3) Roubini. Again. Nouriel. My hero. He started predicting hedge fund fallout last week. Bets?

Can we please read the fine print and learn?

A friend recently shared how her dad says that whenever things head south, there’s always a way to make money. Enter poster child Warren Buffett.

Just days after buying $5 billion of Goldman Sachs (“perpetual preferred” stock…ah….), Buffett shows he has a soft spot for those kinds of shares and buys $3B more of GE’s.

The perpetual preferred stock carries a dividend of 10 percent, and can be repurchased after three years, at a 10 percent premium.
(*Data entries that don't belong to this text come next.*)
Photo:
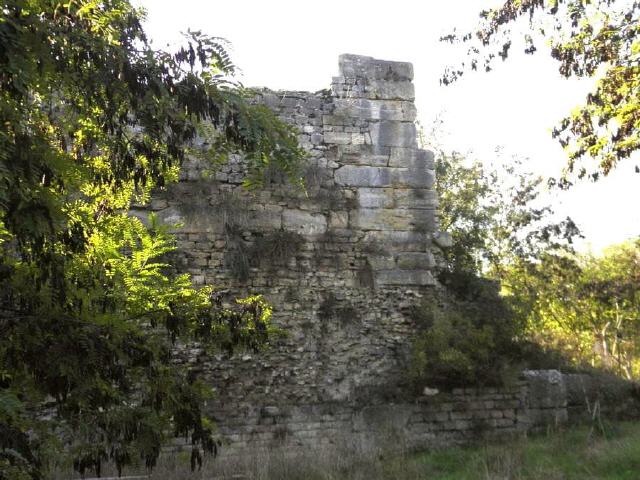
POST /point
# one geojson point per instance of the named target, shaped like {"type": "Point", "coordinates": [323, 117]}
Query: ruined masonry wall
{"type": "Point", "coordinates": [342, 261]}
{"type": "Point", "coordinates": [358, 241]}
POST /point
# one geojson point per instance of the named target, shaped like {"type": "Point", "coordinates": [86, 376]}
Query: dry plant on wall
{"type": "Point", "coordinates": [276, 248]}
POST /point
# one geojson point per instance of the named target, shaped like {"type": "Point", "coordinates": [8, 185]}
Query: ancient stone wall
{"type": "Point", "coordinates": [343, 261]}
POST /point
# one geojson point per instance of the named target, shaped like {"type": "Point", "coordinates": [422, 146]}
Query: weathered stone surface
{"type": "Point", "coordinates": [356, 66]}
{"type": "Point", "coordinates": [381, 219]}
{"type": "Point", "coordinates": [416, 261]}
{"type": "Point", "coordinates": [367, 109]}
{"type": "Point", "coordinates": [303, 222]}
{"type": "Point", "coordinates": [383, 90]}
{"type": "Point", "coordinates": [393, 134]}
{"type": "Point", "coordinates": [366, 176]}
{"type": "Point", "coordinates": [405, 241]}
{"type": "Point", "coordinates": [411, 158]}
{"type": "Point", "coordinates": [342, 259]}
{"type": "Point", "coordinates": [404, 277]}
{"type": "Point", "coordinates": [376, 197]}
{"type": "Point", "coordinates": [443, 239]}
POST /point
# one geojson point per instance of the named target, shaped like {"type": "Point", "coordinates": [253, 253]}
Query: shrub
{"type": "Point", "coordinates": [467, 335]}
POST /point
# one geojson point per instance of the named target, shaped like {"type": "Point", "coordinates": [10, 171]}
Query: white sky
{"type": "Point", "coordinates": [286, 44]}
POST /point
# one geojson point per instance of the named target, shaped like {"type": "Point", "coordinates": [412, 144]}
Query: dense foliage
{"type": "Point", "coordinates": [599, 39]}
{"type": "Point", "coordinates": [91, 119]}
{"type": "Point", "coordinates": [469, 333]}
{"type": "Point", "coordinates": [496, 216]}
{"type": "Point", "coordinates": [586, 306]}
{"type": "Point", "coordinates": [556, 307]}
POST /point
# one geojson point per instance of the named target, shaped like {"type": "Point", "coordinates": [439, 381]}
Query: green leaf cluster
{"type": "Point", "coordinates": [92, 119]}
{"type": "Point", "coordinates": [596, 39]}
Berkshire Hathaway will also receive warrants to buy $3 billion of common stock at $22.25 within the next five years.

So when Americans becry a “bailout” I wish they could do some Buffett primering. Specifically, there are bailouts…and then there are deals. Congress needs to strike the latter. Unfortunately, these involve a bit more complexity than the average person has an appetite for (dangling preposition and all).

We remain our own worst enemies

When the market nearly free-falls as it did today, the last thing we should be is glib or take any delight in being “right.” So hopefully it is with sorrow rather than smugness that, in light of Congress’ decision today, I can’t help but recall my earlier posts on how to approach key moral dilemmas, and the psychology of risk/reward:

Members of both parties, doing a quick political post-mortem, said those who voted no had encountered too much hostility for the bill among their constituents, and were worried that a vote in favor would be political suicide.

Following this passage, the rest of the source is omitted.